The detail that earns its keep is sourceTraceId. Every case carries a pointer back to the real run it came from. When a case fails six months later, you are not staring at a synthetic input wondering what it was supposed to prove — you open the original AgentLens trace and see the actual incident that motivated it. Your eval set becomes a museum of every real bug you've ever fixed, and the gate's job is to make sure none of them come back.

Curation is a discipline, not a one-time export

Mining traces is not "dump everything into the eval set." A set of 50,000 cases that takes four hours to run is a set nobody runs. Curation means actively managing the corpus:

Stratify by outcome. Deliberately oversample failures and edge inputs. A set that mirrors production exactly is 95% easy cases and tells you almost nothing per dollar of judge spend. You want the hard tail over-represented.
Deduplicate by behavior, not by string. Ten traces that all trip the same tool-selection bug are one case, not ten. Cluster on the failure mode and keep the clearest representative.
Expire cases that no longer test anything. When a capability is rock-solid for months, demote those cases to a nightly suite and keep the per-commit gate lean and fast.
Track coverage as a real metric. Which user intents, which tools, which input shapes have zero eval cases?

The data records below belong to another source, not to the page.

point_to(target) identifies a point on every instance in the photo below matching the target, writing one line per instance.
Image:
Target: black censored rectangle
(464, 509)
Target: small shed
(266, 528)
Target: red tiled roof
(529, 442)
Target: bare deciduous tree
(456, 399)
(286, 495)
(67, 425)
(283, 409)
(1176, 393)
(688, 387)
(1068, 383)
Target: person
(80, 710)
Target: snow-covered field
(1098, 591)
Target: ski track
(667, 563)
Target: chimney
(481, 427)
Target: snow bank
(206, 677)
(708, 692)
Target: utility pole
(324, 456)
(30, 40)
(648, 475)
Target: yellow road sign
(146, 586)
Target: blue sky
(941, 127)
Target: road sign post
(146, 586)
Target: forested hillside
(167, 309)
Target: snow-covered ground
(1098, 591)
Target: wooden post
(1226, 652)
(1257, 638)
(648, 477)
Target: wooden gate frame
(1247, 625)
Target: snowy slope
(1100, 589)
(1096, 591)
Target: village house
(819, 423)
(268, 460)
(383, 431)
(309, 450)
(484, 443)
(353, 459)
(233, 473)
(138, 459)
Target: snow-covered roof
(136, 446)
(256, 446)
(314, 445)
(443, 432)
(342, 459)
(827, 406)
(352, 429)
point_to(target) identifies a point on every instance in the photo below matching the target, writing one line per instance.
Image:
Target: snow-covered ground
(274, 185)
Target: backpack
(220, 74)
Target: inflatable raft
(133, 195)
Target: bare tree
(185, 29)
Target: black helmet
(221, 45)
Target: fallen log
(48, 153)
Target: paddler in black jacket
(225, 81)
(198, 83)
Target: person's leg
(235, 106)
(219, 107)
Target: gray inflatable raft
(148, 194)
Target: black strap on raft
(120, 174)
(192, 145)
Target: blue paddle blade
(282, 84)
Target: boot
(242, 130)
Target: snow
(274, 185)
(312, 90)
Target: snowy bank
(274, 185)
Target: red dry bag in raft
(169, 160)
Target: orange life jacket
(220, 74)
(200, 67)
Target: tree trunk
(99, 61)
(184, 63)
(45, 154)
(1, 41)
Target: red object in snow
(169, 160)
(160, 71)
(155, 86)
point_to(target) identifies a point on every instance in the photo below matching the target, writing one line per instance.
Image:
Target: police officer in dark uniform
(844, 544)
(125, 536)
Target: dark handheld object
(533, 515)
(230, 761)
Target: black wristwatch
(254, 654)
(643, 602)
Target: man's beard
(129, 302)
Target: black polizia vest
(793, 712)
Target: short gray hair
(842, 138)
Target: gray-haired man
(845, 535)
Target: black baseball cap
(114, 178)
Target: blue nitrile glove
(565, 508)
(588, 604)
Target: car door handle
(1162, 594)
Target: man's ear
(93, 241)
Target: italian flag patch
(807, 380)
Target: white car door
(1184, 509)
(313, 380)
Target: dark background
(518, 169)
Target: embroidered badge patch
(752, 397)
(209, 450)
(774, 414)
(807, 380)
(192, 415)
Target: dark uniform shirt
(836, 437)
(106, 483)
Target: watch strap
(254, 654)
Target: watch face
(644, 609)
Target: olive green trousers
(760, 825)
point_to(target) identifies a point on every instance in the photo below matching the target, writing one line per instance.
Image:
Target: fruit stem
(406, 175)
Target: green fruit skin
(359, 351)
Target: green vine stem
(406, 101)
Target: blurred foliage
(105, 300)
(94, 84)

Those gaps are exactly where your next production incident is hiding.

The takeaway

Stop pouring engineering effort into a more sophisticated scorer on top of a dataset you invented. The leverage is in the corpus. Build the pipeline that turns real production failures — captured as AgentLens traces — into permanent agent-eval cases, and your suite stops being a record of what you imagined could go wrong and becomes a record of what actually did. That is the only eval set that gets stronger every week instead of staler.

Your users are writing your test cases for you, every day, for free. The only question is whether you're capturing them — or letting them expire into a log file you'll never query.